The researcher announced on Reddit that he discovered the user information during a Shodan query. “The data was/is publicly available,” he wrote. “No exploits or vulnerabilities involved. They published it to the open web with no attempt at protection.” The company stored 21 gigabytes of information on the server.

Kromtech Alliance, the German IT investment and development firm that owns MacKeeper, acknowledged the breach in a blog post. “We fixed this error within hours of the discovery,” the company wrote. “Analysis of our data storage system shows only one individual gained access performed by the security researcher himself.”

“Database servers are almost never meant to be exposed to the internet directly,” Joshua J. Drake, vice president of research at Zimperium Enterprise Mobile Security, told SCMagazine.com. He added, “It's a terrible best practice use that they broke.”

Kromtech acquired Mackeeper from ZeoBit in April 2013. In May 2014, a class-action suit was filed against ZeoBIT. The lawsuit was settled in May. Under the settlement terms ZeoBIT would put $2 million into a fund for those who want a refund.

“The only customer information we retain are name, products ordered, license information, public ip address and their user credentials such as product specific usernames, password hashes for the customer's web admin account where they can manage subscriptions, support, and product licenses,” Kromtech wrote in the blog post.
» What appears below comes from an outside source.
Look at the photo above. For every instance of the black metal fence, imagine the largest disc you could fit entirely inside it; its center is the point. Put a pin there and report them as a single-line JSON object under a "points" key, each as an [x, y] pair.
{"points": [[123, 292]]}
“Making your credentials available on database servers is as dumb as hashing passwords with MD5,” Scott Petry, CEO of Authentic8, told SCMagazine.com. He said the details stored by MacKeeper included “all of the information that an attacker needs to launch a highly sophisticated phishing malware campaign.”

In an email obtained by SCMagazine.com, Christopher Ensey, chief operating officer of Dunbar Security Solutions, noted that it is “unlikely” that Vickery was the first and only individual to discover the database. “As a hacker, if you were to come up with a list of usernames, hashed passwords and email addresses there is only limited value,” Ensey wrote. “What makes them extremely valuable is when you have ‘context' for them.”

In an email obtained by SCMagazine.com, Christopher Ensey, chief operating officer of Dunbar Security, expressed frustration that MacKeeper used the MD5 algorithm to encrypt passwords on the database. “The industry has all but done away with MD5 due to serious security flaws, and this breach is a stark reminder that there are always vendors who are slow to adopt more secure processes and technologies,” he wrote. “It's great to hear MacKeeper is in the process of upgrading to SHA512, but this may be a case of too little, too late.”